(Imperfection's POV)

Alright, this is it, I'm finally going to confront the Council. Once I see them, I'll remain silent and accept whatever they do, no fighting, no yelling, just simply accept my fate. But I admit, I'm actually nervous about what's going to happen. Slick says I'll be okay, but so far, nothing has been okay, and it's all because of me. But some part of me was saying to believe him, a voice in my head was saying he was right but another yelled, 'Don't be stupid, you know they'll kill you!', so I don't really know what to believe anymore. For now, All I can do is just wait and see what happens.

"Just remain calm." Ashoka whispered to me. "I heard they already decided what to do." I don't know if that was supposed to comfort me or scare me. They already decided, so I won't have to say much, but what exactly was the decision? Kill me or let me live?

Then we all stop in front of what I believe is the door that leads to the Council. Okay, just take a deep breath, just get this over with. I feel Slick's arm on my shoulder again, I look up at him but when I do, I could tell just by looking in his eyes that something was wrong.

"Listen, I can't be in there with you." He whispered to me. I wasn't surprised, but I was disappointed, don't understand why though. "The Jedi just want to tell you where you'll be going, I promise you'll be okay and I'll be right outside waiting for you. Okay, Sis?"

'Sis'? First he calls me 'kid' and now it's 'Sis'? I wanted to ask him about the new name he gave me, but now was not the time for more questions. So I just nod, even though I am confused that he will be outside, waiting for me to return. But I really am grateful at the same time, I never knew that someone like him care about someone like me. So much that he'll be by my side, despite how rude I've been to him.

Then he pulls me closer and wraps his arms around me. I feel my face grow warm again, and that calm feeling returned, just like when I looked in his eyes or when his hand touched mine. I wanted to pull away, but at the same time, I really didn't want to. Then he lets me go, I suddenly get the urge to do the same, but I don't, I don't even know what the hell that gesture was, so it's bet that I don't.

Then the Jedi began to lead me to the Council, I honestly didn't pay attention to what they said, my head was still consumed by thoughts of Slick and his weird gestures.

(Slick's POV)

I didn't want to leave the Kid, but I didn't really have a choice, Jedi's orders. The only thing I can do is just wait here and hope she'll be okay.

"What was that about?" Someone said to me, I turn my head and Captain Rex was looking at me. I only look back at him, the he speaks. "What was the hug for?

I just shrug, to be honest, I'm not really sure why I hugged her, I just did.

"How'd you manage to convince that she can trust you?" He asks again. That question actually got me off guard, not that I'll show it in front of my C.O. I thought about our talk back on the ship, what I said to her, but I can't help but think about when he stared in each others eyes. I could see her eyes change from emotionless to calm, but their was something odd about the entire thing, aside from the fact that we even staring at each other. Maybe it's a sibling thing, after all, she is my sister, possibly the only sister we'll ever have during this damn war.

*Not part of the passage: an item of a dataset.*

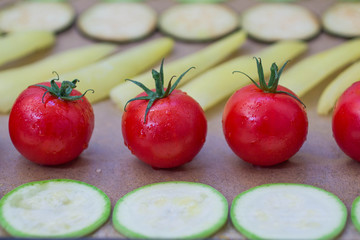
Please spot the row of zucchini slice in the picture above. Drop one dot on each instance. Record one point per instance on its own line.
(122, 21)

"No! I'm not going back!" A girl's voice shouted, definitely Imperfection's. "You can't make me!" What the hell was going on?! I was about to charge in there and confront the Council, but when the door opened, Imperfection ran out and bumped into me. We stared at each other again, I could see the fear in the poor kid's eyes. Then she hugs me, surprisingly tight. Poor kid, looks like she was about to cry.

I hear her keep mumbling something. "Don't make me go back, don't make me go back..." It doesn't take a Jedi to know what she's talking about: Kamino. I hug her back , gently, don't want to set her anger off again.

She can't go back there, not after what she's been through. "You won't go back. I promised you'll be safe, and I'm keeping my promise."